Understand how to construct queries in wikimedia.biterg.io for the activity of each newcomer
Closed, ResolvedPublic

Description

Investigation for T163440#3428408

How to get the exact names out of the database to query for.

I started with SELECT username,name,source,email,uuid FROM identities WHERE (email="xxxxxxx") OR (source="phabricator" AND (username="yyyy")) OR (source="mediawiki" AND (username="ZZZ")) ORDER BY source,name; on the DB.
So for all rows with source="gerrit" in the output, I took all entries in the "name" column output, went to https://wikimedia.biterg.io/app/kibana#/dashboard/Gerrit , and constructed a search query in the text search field like author_name:"XXXX"

But this was missing some people.

So for a query on a specific author_name in the Overview (to see activity of a user in all sources on one page, except for Mediawiki which is not included in the Overview), it seems that I need to use the "name" field in the "profiles" table instead, and not the username used in that specific source.
Which makes a lot of sense.

So I still need to find out how to pull this data pragmatically in a query.

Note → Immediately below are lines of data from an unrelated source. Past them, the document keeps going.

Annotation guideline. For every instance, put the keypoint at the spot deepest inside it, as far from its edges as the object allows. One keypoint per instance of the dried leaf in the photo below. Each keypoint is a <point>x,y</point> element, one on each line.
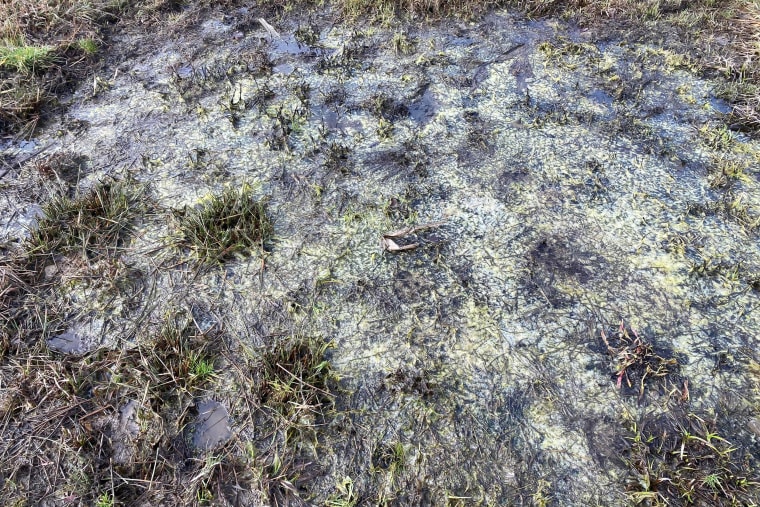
<point>391,246</point>
<point>269,28</point>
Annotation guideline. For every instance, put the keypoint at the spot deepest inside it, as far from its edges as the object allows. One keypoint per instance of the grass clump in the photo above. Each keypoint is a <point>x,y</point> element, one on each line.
<point>636,363</point>
<point>92,225</point>
<point>232,223</point>
<point>24,58</point>
<point>295,376</point>
<point>686,462</point>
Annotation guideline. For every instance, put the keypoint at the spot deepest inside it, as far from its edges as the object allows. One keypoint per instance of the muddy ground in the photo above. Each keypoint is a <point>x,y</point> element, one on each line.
<point>574,321</point>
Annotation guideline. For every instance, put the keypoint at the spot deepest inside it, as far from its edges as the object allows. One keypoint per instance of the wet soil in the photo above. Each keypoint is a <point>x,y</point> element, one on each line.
<point>573,181</point>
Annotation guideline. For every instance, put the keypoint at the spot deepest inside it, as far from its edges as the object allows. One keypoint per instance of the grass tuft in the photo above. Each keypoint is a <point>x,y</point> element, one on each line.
<point>686,462</point>
<point>24,58</point>
<point>91,225</point>
<point>226,225</point>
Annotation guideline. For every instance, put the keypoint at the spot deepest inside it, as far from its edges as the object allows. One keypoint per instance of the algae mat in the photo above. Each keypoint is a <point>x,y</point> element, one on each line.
<point>570,295</point>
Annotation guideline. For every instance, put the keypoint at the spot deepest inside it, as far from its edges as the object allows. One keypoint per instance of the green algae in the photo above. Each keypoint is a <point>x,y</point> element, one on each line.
<point>576,187</point>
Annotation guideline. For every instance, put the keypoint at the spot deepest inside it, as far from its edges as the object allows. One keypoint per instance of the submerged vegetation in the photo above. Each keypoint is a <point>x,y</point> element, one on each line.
<point>46,48</point>
<point>223,226</point>
<point>412,304</point>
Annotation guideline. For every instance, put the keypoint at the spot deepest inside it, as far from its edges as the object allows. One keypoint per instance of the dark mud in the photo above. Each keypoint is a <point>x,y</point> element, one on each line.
<point>570,184</point>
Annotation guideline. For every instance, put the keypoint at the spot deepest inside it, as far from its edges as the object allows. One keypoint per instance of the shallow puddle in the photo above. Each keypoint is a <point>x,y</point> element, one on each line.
<point>577,186</point>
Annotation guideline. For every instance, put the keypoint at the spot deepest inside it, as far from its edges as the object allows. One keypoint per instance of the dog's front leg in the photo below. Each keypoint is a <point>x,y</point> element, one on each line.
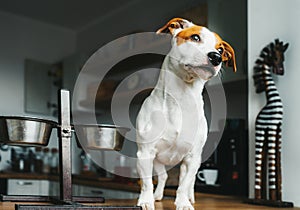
<point>185,191</point>
<point>145,168</point>
<point>162,175</point>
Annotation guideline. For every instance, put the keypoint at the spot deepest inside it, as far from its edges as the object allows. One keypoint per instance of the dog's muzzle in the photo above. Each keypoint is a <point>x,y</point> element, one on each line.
<point>214,58</point>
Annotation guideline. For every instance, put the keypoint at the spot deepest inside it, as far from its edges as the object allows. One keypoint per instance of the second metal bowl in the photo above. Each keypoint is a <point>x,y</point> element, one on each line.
<point>25,131</point>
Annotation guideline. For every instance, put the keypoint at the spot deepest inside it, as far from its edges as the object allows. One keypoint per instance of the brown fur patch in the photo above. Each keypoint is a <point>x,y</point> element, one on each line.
<point>185,34</point>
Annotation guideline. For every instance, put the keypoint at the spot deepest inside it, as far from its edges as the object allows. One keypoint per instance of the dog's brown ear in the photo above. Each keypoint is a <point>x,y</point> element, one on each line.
<point>174,24</point>
<point>228,56</point>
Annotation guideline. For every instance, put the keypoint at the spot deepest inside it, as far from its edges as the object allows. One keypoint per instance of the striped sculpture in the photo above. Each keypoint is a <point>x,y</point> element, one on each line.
<point>268,123</point>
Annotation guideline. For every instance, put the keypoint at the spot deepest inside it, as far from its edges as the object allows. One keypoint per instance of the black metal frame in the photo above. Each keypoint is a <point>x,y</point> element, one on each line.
<point>65,200</point>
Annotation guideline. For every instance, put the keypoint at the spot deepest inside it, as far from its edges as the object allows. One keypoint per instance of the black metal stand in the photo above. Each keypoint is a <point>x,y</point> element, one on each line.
<point>66,200</point>
<point>262,202</point>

MariaDB [sortinghat_wm]> SELECT * FROM profiles WHERE name = "Andre Klapper";
+------------------------------------------+---------------+--------------+--------+--------------+
| uuid                                     | name          | email        | is_bot | country_code |
+------------------------------------------+---------------+--------------+--------+--------------+
| 0cf6a9804d8edc5f6cdb3a87849ba6c5eb0dc349 | Andre Klapper | aklapper@... |      0 | NULL         |
+------------------------------------------+---------------+--------------+--------+--------------+

MariaDB [sortinghat_wm]> SELECT id,name,email,username,source FROM identities WHERE uuid = "0cf6a9804d8edc5f6cdb3a87849ba6c5eb0dc349";
+------------------------------------------+---------------------+-------------------+------------------+-------------+
| id                                       | name                | email             | username         | source      |
+------------------------------------------+---------------------+-------------------+------------------+-------------+
| 0cf6a9804d8edc5f6cdb3a87849ba6c5eb0dc349 | NULL                | aklapper@...      | aklapper@...     | bugzilla    |
| 1b5ba8f9ba0fa9e9e40ba981982fe52ff704bb9d | AKlapper (WMF)      | NULL              | AKlapper (WMF)   | mediawiki   |
| 3fc9ae7da372a499d381d0ab693f85a986f04c84 | NULL                | aklapper          | aklapper         | bugzilla    |
| 4b0b75cea0320cd2368993cb964be5e9bc61820f | Andre Klapper       | ak-47@...         |                  | gerrit      |
| 4f41f1401435e6963380338f3ce6e3f4e1a4a411 | Andre Klapper       | ak-47@...         | NULL             | gerrit      |
| 692ad158c742a5c8477af1cbd20e37d31cd72aeb | Andre Klapper       | a9016009@...      | NULL             | git         |
| 8a893f50230b385fa81d81b6473600252c0fdaff | Andre Klapper       | ak-47@...         | NULL             | git         |
| a253d5e81125127cb6c77d2f5fcdeab293a18d23 | Andre Klapper       | andre_klapper@... | NULL             | pipermail   |
| a59d39d9f50703e3c129a1ffa87569c3af213ae9 | Aklapper            | aklapper@...      | aklapper         | gerrit      |
| bb3b35caf8079fd5fad6d8fab810c46a3fb2c979 | Andre Klapper       | aklapper@...      | NULL             | pipermail   |
| bc38a58e97f6c71f515e5831d0e88d33fdcc7dd8 | Andre Klapper (WMF) | NULL              | Aklapper         | phabricator |
| c5e148d20b62de9ab4994c6e9affcac046836b9a | Aklapper            | aklapper@...      | NULL             | git         |
| e263b5c4f8942b9ce81e6efb0b0e3145cb59d2bf | NULL                | NULL              | aklapper@... | bugzilla    |
| f0a5ce57c6416e69e5d4ed3f5f7899470a507501 | Andre Klapper       | aklapper@...      | NULL             | git         |
+------------------------------------------+---------------------+-------------------+------------------+-------------+
14 rows in set (0.00 sec)

So I still need to find out how to pull this data pragmatically in a query.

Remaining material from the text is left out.